LAKE MARY, Fla. -- The tour bus features a giant photo of a waving, smiling Donald Trump, but the person who steps out is actor Jon Voight, trailed by conservative radio stars and strategists for a super political action committee.
Great America PAC is rolling through some of campaign 2016's most contested states, opening offices and registering voters. In a presidential race where Trump has paid little attention to the ground game, this outside group has decided the best way to support the GOP nominee is to take such matters into its own hands.
"We look at it as, how do we fix the missing pieces of the campaign?" said Ed Rollins, lead strategist for Great America.
The group is using a different playbook -- both in how it raises and spends money -- than the usual super PAC. It has struggled to land major donors, but has toiled since January, making it one of the most senior and active outside groups in the Trump orbit.
Unlike candidates, super PACs can accept unlimited amounts of money from donors, so they typically focus on getting the biggest checks possible. Then they often spend most of their money on TV ads, among the most expensive parts of any race and the easiest way to reach millions of voters.
Great America sees another way.
"Gone are the days where a super PAC should be spending hundreds of millions of dollars on slick TV ads," said Eric Beach, the group's founding chairman, between stops in Florida. "We are coming out with a new model, and that is the grass roots. Getting out and registering voters. Getting them excited."
Priorities USA, a super PAC backing Democrat Hillary Clinton, had accepted 42 contributions of $1 million or more each and plans to spend $119 million on TV and radio ads by the Nov. 8 election, but the bulk of Great America's $7.6 million came from small donors, according to federal filings.

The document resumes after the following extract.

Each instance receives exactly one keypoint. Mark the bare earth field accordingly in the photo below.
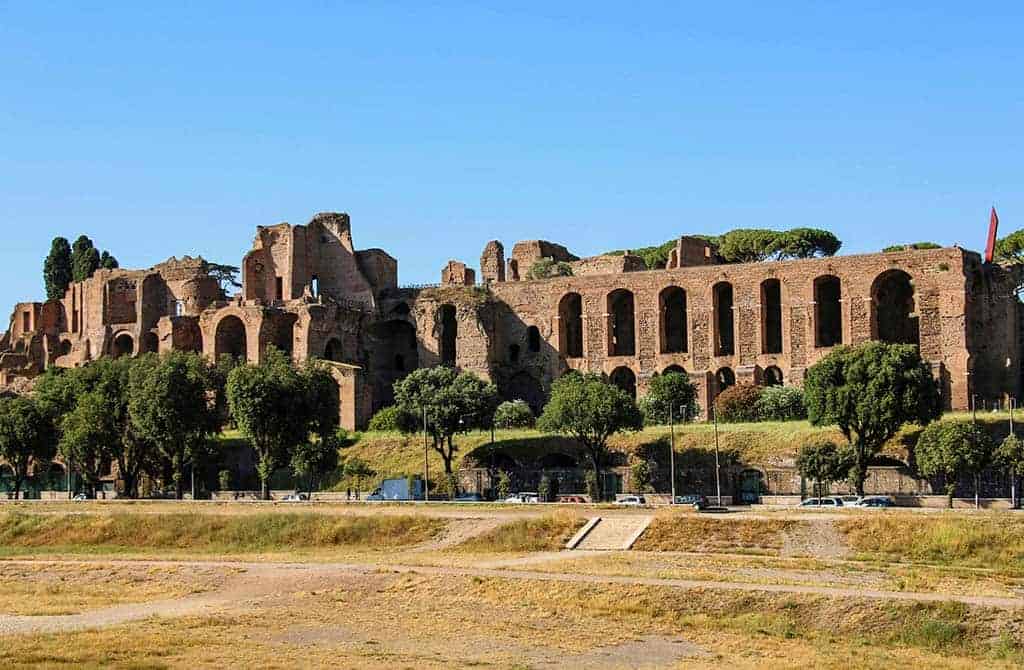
(175, 585)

The group is hoping to change that. On Tuesday night, about 50 super PAC donors dined at Trump Tower in Manhattan, where they mingled with one of the candidate's sons, Eric Trump.
Federal rules prohibit super PACs from co-ordinating with campaigns on how their money is spent, and campaign officials may not explicitly ask donors to give more than $2,700. But it has become standard for the campaigns to send stands-ins for the candidates -- or even the candidates themselves -- to super PAC events.
Great America claims to have contacted several million new voters through online solicitations, telemarketing and television ads featuring an 800 number -- something more in line with hawking a gadget than promoting a presidential candidate. Callers are asked a few questions and urged to give money.
Super PACs don't usually seek out low-dollar contributions because doing so "can cannibalize donors" who would otherwise give directly to the campaigns, said Charlie Spies, a Republican super PAC operative and lawyer.
Rollins defended Great America's approach. "We built a lot of our operation on small donors because we were reaching out to them anyway," he said.
The group's cross-country tour began Monday in Florida, with Ohio on the schedule Thursday before ending Saturday in Colorado. The super PAC plans a second tour with four or more buses in October, Beach said.
Presidential candidates have long used roadshows to connect with voters, but Trump "likes to fly in his own plane and sleep in his own bed every night," Rollins said. Rollins was President Ronald Reagan's 1984 campaign manager and accompanied him on a "train tour" of America.
Aboard the bus are popular conservative radio hosts, Salem Media executives and super PAC operatives. Voight, one of the few highly visible conservatives in Hollywood, provides a dollop of the celebrity that Trump himself would.
"I've known him for a number of years, not very well, but I like him," Voight said in an interview. "He's a doer, and he organizes his thinking to accomplish goals."
As the bus rolled through Orlando suburbs, Milwaukee County Sheriff David Clarke and Voight, who'd just met, chatted genially. Radio hosts Hugh Hewitt and Dennis Prager (who tells crowds Trump was his 17th choice but a better option than Clinton) pecked away at keyboards.
Fox News blared on TVs, and as a Clinton ad featuring Republicans slamming their nominee came on the air, the bus fell silent.
Later in Tampa, before an event with more than 1,000 people, Dan Frishberg, a drive-time host for Salem, said of Great America: "I love that they're doing this. We need it. Anything to help with enthusiasm."